Air pollution puts pressure on primary care

Published on February 10, 2014 at 5:13 PM · No Comments

By Kirsty Oswald, medwireNews Reporter

Research in Hong Kong shows that air pollution concentrations are significantly associated with the number of consultations for upper respiratory tract infections (URTIs), contributing to the burden on primary care services.

The research team, led by Tze Wai Wong (The Chinese University of Hong Kong), analysed data from five public general outpatients clinics that provide state-subsidised primary care for socially disadvantaged individuals.

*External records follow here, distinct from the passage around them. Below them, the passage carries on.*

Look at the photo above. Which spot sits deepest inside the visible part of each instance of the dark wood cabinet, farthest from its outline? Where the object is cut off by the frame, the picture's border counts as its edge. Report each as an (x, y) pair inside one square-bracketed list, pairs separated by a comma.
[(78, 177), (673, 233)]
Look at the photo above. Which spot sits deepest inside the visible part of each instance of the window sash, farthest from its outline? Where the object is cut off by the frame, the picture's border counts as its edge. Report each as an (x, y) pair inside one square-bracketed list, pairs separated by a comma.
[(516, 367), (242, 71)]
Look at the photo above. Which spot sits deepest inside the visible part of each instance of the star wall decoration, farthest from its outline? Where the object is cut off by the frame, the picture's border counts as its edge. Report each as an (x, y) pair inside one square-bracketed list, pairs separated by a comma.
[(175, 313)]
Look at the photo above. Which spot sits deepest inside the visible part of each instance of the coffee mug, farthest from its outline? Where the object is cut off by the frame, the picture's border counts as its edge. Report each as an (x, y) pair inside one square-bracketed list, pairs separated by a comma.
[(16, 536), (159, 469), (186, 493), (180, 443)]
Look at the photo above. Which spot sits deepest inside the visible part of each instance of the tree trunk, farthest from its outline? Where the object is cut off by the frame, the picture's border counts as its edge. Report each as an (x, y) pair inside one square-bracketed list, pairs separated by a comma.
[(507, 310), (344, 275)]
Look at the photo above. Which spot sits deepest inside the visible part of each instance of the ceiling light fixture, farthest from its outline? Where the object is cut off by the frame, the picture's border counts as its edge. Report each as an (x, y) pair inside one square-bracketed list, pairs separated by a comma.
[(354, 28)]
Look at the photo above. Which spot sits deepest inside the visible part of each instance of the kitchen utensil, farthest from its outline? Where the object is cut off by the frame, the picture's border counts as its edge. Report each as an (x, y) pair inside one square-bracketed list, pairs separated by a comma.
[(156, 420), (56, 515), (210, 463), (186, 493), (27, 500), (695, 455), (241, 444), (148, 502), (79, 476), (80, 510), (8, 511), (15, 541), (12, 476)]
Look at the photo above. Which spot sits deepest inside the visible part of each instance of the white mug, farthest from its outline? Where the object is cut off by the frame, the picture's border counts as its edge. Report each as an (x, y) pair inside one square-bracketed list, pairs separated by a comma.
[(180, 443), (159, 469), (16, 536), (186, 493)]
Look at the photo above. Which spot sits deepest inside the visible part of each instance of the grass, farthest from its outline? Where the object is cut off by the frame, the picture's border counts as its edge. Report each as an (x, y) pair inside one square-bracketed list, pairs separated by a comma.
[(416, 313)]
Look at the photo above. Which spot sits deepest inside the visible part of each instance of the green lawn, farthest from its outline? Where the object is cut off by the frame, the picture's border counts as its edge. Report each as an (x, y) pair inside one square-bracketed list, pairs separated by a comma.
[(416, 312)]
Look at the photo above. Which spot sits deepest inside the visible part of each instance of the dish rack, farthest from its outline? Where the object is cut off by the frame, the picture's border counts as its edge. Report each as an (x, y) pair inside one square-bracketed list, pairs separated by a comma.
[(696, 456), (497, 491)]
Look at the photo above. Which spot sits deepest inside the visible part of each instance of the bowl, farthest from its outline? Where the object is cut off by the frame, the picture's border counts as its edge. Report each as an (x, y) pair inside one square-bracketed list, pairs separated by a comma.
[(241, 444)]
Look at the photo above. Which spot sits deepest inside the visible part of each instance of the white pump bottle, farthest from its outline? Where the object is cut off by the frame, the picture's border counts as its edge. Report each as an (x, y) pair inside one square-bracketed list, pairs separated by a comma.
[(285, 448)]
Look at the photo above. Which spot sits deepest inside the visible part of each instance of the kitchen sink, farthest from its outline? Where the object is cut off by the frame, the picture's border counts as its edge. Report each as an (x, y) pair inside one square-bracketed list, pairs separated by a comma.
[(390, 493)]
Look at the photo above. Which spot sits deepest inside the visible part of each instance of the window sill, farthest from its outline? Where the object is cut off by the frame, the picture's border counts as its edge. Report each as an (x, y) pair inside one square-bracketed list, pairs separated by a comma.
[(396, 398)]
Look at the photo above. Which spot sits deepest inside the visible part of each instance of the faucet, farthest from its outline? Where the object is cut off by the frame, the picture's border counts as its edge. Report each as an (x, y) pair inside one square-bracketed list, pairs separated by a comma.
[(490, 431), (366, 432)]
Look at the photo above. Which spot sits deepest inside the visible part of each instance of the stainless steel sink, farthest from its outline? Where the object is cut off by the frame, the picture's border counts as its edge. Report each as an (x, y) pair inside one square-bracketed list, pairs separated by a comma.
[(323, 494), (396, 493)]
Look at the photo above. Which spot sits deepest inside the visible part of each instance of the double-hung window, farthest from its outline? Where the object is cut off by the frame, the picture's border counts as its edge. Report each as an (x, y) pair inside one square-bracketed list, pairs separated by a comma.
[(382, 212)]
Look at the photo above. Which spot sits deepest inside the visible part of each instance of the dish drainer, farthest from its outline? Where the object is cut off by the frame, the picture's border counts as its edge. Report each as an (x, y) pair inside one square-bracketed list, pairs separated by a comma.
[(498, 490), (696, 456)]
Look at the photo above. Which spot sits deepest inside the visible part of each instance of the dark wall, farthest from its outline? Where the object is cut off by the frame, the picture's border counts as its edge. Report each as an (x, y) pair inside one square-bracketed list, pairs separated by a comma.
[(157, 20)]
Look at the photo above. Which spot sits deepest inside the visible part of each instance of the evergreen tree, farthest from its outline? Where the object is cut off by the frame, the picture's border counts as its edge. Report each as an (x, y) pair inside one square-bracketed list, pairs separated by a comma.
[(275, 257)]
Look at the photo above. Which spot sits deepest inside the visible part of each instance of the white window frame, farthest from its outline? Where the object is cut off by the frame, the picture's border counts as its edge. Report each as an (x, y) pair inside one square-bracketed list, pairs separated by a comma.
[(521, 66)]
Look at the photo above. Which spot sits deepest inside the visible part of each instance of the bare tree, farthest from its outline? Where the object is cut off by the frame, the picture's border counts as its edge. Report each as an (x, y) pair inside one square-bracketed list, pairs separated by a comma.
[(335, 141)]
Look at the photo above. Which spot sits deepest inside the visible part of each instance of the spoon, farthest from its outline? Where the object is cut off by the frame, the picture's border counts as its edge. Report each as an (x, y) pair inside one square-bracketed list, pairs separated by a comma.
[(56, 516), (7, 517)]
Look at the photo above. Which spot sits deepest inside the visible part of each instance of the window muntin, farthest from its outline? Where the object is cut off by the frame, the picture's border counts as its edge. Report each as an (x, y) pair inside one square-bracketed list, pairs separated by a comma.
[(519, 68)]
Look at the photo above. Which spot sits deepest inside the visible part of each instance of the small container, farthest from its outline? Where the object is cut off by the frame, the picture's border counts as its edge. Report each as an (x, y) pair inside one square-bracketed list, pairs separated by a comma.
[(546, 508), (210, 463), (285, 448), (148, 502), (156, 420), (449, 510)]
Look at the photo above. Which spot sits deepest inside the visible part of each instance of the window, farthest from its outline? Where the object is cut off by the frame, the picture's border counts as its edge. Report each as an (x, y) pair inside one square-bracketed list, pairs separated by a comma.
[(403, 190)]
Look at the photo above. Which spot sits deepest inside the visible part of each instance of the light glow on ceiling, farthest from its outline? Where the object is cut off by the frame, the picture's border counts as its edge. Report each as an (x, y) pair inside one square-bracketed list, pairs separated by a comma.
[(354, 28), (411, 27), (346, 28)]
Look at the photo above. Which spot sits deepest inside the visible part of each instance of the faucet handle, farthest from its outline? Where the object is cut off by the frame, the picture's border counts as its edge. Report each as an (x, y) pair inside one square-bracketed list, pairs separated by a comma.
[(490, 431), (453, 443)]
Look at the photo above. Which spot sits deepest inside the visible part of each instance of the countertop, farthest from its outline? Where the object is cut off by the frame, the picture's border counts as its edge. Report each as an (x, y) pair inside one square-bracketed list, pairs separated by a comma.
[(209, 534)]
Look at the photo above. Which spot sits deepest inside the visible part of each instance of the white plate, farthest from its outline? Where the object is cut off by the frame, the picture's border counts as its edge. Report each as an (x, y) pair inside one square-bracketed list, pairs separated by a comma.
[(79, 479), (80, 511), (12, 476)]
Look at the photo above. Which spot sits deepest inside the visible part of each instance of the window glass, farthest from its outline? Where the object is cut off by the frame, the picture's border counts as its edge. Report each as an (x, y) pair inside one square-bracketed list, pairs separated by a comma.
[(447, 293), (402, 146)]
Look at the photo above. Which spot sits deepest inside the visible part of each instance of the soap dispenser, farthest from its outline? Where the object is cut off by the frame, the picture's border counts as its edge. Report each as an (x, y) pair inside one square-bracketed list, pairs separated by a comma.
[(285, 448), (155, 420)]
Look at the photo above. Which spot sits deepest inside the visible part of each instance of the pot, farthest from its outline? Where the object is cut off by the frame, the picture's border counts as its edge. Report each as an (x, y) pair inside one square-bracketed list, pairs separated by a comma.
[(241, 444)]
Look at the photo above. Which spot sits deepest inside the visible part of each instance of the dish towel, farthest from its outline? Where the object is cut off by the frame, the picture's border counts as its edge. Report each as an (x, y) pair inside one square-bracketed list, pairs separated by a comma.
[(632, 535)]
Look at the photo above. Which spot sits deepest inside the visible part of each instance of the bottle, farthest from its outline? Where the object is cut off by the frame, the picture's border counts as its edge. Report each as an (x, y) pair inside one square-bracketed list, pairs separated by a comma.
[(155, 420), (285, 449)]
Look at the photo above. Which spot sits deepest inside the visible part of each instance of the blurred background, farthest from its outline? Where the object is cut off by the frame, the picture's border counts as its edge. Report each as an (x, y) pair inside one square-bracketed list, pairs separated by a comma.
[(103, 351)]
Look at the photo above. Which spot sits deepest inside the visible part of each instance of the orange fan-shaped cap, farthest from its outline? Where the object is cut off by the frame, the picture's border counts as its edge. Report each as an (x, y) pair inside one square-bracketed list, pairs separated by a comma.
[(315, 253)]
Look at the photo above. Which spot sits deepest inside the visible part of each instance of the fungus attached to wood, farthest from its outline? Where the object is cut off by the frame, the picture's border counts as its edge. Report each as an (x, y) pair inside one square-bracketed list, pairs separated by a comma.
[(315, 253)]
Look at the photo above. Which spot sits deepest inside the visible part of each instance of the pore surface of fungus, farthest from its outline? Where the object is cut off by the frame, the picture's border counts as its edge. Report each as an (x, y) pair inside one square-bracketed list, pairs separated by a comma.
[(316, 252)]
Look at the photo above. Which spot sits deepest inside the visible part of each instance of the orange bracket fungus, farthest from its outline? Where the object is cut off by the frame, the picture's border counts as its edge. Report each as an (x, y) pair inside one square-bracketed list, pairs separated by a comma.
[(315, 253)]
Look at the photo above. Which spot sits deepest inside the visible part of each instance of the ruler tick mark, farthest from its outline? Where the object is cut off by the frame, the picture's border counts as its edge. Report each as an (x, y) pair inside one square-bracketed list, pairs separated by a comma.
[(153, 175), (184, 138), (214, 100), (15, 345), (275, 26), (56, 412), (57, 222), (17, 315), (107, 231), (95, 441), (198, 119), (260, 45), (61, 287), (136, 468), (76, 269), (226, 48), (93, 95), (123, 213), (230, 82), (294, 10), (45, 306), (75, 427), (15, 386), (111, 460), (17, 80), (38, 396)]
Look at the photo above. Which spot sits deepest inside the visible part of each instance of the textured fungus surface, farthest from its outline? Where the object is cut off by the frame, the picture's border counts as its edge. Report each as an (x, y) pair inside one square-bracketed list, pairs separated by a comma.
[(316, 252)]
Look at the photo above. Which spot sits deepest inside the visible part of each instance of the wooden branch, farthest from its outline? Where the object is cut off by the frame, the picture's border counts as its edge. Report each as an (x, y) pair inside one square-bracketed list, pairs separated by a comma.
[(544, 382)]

Between 2008 and 2010, there were 817,240 URTI-related consultations and the mean daily number of consultations ranged from 68.4 to 253.0 across the five practices.

The team found that concentrations of air pollutants, as measured by four monitoring stations near to the practices, were consistently associated with the number of consultations for URTIs. This was true of NO2 in all of the individual clinics, for PM10 (particulate matter diameter <10 µm) in three of the clinics and O3 in four of the clinics.

The summary relative risks across all five clinics showed that each 10 µg/m3 increase in each respective pollutant was associated with a 0.5%, 1.0% and 0.9% increase in the number of URTI-related consultations. There was no significant association between consultations and SO2 levels, but the authors note that levels of this pollutant in Hong Kong were generally within World Health Organization guidelines.

Writing in PLoS One, Wong et al say that their study sheds light on the broader impact of air pollution on respiratory infections.

“Most epidemiological time series studies on air pollution focus on hospital admissions and mortality as health outcomes,” they explain.

“These outcomes represent, respectively, serious morbidity and the ultimate health consequence of air pollution. Illnesses seen in primary health care settings, by contrast, form the much wider base of the ‘pyramid’ of air pollution-related diseases, but are much less studied.”

The authors conclude that the findings provide further evidence that air pollution is a major public health problem that impacts at the primary care level.

“Air pollution thus incurs a substantial burden to health care services in an urban community,” they write.